Hearing today on whether ex-priest who molested boys should be locked up indefinitely

CHICAGO (IL)
Chicago Tribune

By Megan Crepeau

September 6, 2017

[See Judge McWilliams’ punitive damages order, linked from the story. See also the entry about McCormack in the BishopAccountability.org database.]

The accusations against “Father Dan” were seemingly endless.

Court records show more than two dozen boys and young men have alleged Daniel McCormack molested them in their youth, most notably at St. Agatha Parish on Chicago’s Southwest Side, where the young Roman Catholic priest coached basketball, taught algebra and delivered eloquent sermons.

The allegations ranged from inappropriate kissing and touching to sexual assault and dated as far back as the early 1990s.

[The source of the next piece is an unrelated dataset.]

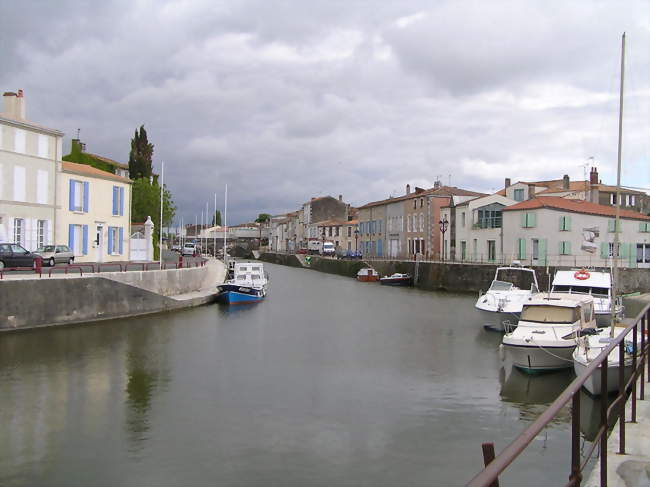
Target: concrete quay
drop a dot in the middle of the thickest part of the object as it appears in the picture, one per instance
(28, 301)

According to the court records, one boy said McCormack abused him on the way back from basketball practice, another in the basement of the rectory and still another during the fourth inning of a White Sox game.

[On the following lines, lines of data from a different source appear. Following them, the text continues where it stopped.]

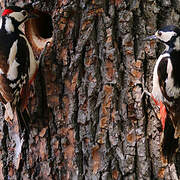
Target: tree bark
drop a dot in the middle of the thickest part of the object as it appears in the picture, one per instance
(88, 118)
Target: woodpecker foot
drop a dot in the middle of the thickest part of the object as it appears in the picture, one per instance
(163, 114)
(145, 92)
(8, 112)
(42, 55)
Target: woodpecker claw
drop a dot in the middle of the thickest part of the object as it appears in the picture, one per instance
(35, 3)
(145, 92)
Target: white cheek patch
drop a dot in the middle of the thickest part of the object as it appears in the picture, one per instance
(13, 71)
(177, 44)
(0, 23)
(9, 26)
(166, 36)
(18, 16)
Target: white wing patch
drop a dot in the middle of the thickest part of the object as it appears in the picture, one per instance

In 2007, more than a year after his arrest sent shock waves through the predominately African-American parish in the Lawndale neighborhood, McCormack pleaded guilty to sexually abusing five boys and was sentenced to five years in prison. He was removed from the priesthood.

Now, almost eight years after McCormack completed his prison term, Illinois prosecutors want him declared a sexually violent person under a little-known and controversial state law that could keep the disgraced former priest indefinitely committed to a state facility with other sex offenders.

A hearing is scheduled to begin Wednesday in Judge Dennis Porter’s courtroom at the Leighton Criminal Court Building.